In another historical decision of a Supreme Court in the United States, an employed court clerk has been sent to jail for refusing to do her job.  Kim Davis, an employee of the same Court that jailed her, refused to issue marriage licenses to couples under the new same sex marriage equality laws in the USA. Ms Davis refused to do so on the basis of her religious beliefs. Her religion does not support same sex unions. 

Religion vs Law 

The theoretical question that arises from this case is whether a person's religious beliefs have anything to do with a person's responsibility to obey the law and/or do the job that they have been hired to do.

Many believe that religion and law are inextricably linked and that the morality of God should be superior where the law has failed.  For example, in Iran religion and law are one and the same. 

In terms of employment, there may be some instances where religion will provide an 'excuse' from a particular task or expectation of a job. For example, extra break times for people that obey religions with specific and strict prayer times.  

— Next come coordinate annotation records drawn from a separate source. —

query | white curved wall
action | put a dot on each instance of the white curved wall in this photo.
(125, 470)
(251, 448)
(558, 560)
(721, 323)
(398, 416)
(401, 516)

On the flip side of this argument, there needs to be civil standards that apply to all, despite an individual's personal beliefs. In a multicultural place such as Australia, these issues are forefront. 

In Australia, religion is a personal choice and is not the basis of our legal or political system. While in some circumstances, religion may allow the usual work rules to be bent and an individual's beliefs to be accommodated to a certain extent by their employer, it's probably too far of a stretch to refuse to do the job that you were employed to do, on the basis of your own religious beliefs.

This article contains information of a general nature only and is not specific to your circumstances. This is not legal advice and should not be relied upon without independent legal or financial advice, specific to your circumstances.